Les dessous de la téléréalité

- - -
Une île. Du soleil. Des créatures de rêve... A première vue, L'Ile de la Tentation a tout pour faire rêver. Pourtant, vue de l'intérieur, l'émission de téléréalité laisse un goût amer. Et une culpabilité, dont Philippe Barthelotte, journaliste qui, de 2001 à 2008 a travaillé sur toutes les émissions de téléréalité de TF1 et M6, souhaite aujourd'hui se débarrasser. Dans son livre, « La tentation d'une île. Derrière les caméras de la téléréalité » (Editions Jacob-Duvernet), il dénonce et tente d'"expier" les méthodes de ce genre de programmes, où les candidats sont exploités, trompés, manipulés, humiliés... En 2008, il avait déjà révélé des tricheries sur Pékin Express, en racontant qu'il avait payé un taxi à des candidats que la production voulait favoriser.

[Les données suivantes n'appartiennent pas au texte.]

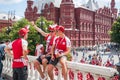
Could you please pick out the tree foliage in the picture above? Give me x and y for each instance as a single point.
(33, 36)
(115, 31)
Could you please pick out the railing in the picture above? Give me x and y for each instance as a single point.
(79, 70)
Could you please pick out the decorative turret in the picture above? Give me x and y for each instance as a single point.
(113, 9)
(29, 4)
(112, 4)
(67, 14)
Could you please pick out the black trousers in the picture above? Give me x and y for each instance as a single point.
(20, 73)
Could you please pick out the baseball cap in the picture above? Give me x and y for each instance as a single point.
(24, 31)
(61, 28)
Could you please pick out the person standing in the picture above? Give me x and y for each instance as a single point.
(60, 49)
(2, 54)
(19, 52)
(39, 50)
(45, 58)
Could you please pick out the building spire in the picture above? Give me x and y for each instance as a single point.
(63, 1)
(112, 4)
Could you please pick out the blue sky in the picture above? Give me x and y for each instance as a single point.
(20, 5)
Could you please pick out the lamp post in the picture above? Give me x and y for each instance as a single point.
(11, 17)
(41, 26)
(118, 64)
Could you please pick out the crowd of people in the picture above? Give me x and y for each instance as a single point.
(58, 46)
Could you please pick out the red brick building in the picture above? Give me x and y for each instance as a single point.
(85, 25)
(7, 20)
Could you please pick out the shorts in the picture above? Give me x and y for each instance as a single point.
(20, 73)
(40, 60)
(56, 60)
(48, 58)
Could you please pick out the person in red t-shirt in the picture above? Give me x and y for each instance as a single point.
(39, 50)
(45, 58)
(60, 49)
(19, 53)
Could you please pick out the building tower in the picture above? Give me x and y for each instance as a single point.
(113, 9)
(29, 10)
(67, 18)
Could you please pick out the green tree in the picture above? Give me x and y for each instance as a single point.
(33, 36)
(115, 31)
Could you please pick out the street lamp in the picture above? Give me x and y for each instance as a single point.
(118, 65)
(11, 17)
(41, 26)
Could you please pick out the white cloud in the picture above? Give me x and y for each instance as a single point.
(10, 1)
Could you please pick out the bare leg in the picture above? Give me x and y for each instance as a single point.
(64, 67)
(44, 62)
(38, 67)
(50, 71)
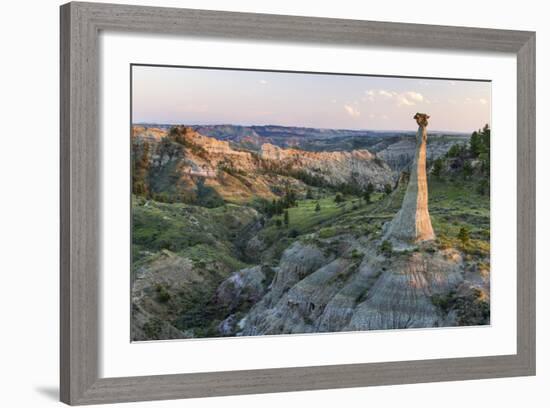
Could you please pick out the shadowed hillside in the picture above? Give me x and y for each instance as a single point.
(230, 241)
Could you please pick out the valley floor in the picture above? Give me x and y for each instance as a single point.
(233, 270)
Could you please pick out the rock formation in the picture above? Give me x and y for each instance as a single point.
(412, 223)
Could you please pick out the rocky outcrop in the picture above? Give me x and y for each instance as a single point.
(373, 293)
(412, 223)
(177, 158)
(399, 155)
(357, 166)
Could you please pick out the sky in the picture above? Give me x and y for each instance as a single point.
(179, 95)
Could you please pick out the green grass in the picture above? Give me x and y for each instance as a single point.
(202, 234)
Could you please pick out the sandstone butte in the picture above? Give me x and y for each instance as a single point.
(412, 224)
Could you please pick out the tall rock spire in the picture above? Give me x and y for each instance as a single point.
(412, 223)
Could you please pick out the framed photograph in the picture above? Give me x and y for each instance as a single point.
(260, 203)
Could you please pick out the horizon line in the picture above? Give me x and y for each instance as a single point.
(297, 126)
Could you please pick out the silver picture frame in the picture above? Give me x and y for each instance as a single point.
(81, 24)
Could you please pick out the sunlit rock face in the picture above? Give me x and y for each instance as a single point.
(412, 223)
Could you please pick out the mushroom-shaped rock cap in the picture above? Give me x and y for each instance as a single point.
(421, 119)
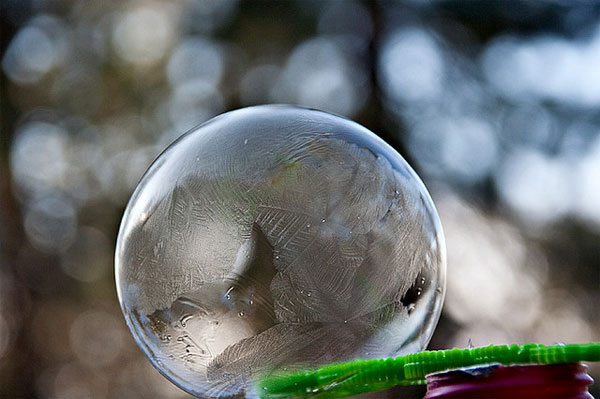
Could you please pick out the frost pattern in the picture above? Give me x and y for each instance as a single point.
(265, 251)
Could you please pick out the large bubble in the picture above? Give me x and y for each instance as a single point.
(277, 237)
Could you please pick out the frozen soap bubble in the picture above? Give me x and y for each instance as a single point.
(277, 237)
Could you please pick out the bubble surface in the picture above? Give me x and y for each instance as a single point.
(277, 237)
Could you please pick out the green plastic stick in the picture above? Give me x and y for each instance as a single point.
(351, 378)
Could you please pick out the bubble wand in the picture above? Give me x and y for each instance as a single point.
(361, 376)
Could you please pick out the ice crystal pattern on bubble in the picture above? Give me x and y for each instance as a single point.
(277, 237)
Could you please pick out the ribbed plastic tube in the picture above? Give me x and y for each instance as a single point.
(550, 381)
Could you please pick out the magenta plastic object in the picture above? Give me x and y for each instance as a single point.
(551, 381)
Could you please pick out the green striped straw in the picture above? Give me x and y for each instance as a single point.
(352, 378)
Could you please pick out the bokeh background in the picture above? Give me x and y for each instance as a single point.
(496, 104)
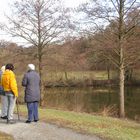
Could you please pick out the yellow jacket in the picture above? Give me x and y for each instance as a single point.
(9, 82)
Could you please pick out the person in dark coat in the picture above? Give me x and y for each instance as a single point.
(31, 82)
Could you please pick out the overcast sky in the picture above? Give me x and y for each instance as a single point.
(5, 9)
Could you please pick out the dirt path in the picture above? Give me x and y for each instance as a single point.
(41, 131)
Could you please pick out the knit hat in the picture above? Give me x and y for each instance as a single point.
(3, 68)
(31, 66)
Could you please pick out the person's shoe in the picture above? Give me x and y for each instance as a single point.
(28, 121)
(11, 121)
(4, 117)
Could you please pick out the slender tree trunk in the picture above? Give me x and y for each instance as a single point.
(121, 67)
(40, 74)
(121, 93)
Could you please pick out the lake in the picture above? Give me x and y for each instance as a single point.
(93, 100)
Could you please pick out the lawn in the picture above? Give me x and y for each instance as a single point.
(104, 127)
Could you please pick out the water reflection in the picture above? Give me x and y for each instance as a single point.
(92, 100)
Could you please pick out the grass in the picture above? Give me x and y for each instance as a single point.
(104, 127)
(4, 136)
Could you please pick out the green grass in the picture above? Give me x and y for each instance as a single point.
(105, 127)
(4, 136)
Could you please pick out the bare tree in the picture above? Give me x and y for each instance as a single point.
(115, 14)
(39, 22)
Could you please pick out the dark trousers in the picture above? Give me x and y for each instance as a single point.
(32, 111)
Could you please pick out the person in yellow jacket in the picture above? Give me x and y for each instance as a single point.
(9, 85)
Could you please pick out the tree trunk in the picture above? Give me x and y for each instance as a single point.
(41, 81)
(121, 93)
(121, 66)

« On cherche des gens beaux et naïfs »
Casteur, puis « producteur de segments », il était chargé de suivre les candidats pas à pas, et même de les « dresser », afin qu'ils obéissent aux demandes de la production. Pour L'Ile de la Tentation, il explique d'ailleurs comment se déroule le casting : « les gens pensent qu'ils ont une chance en envoyant leur candidature, mais la plupart des nombreuses candidatures que l'on reçoit partent à la poubelle. Parce qu'on ne cherche pas des gens qui veulent faire de la télévision, on cherche des gens naïfs, authentiques, qui n'ont aucune idée de ce qu'est la télévision. Donc on va les chercher, on fait du "casting sauvage" : TF1 envoie une douzaine de personnes, les « petites mains » de la production, dans les bars, boîtes de nuit, clubs de gym... pour chercher le couple physiquement agréable, naïf de préférence, qui ne saura pas se défendre. Ce ne sont pas des acteurs, mais de vrais gens. » Et Philippe Bartelotte d'ajouter, en souriant: « Ce qui est amusant dans L'Ile de la Tentation, c'est que les candidats ont tout à perdre, rien à gagner, et pourtant, ils y vont. Leur cadeau c'est 12 jours au soleil, pour briser 3 ans de vie de couple ! ».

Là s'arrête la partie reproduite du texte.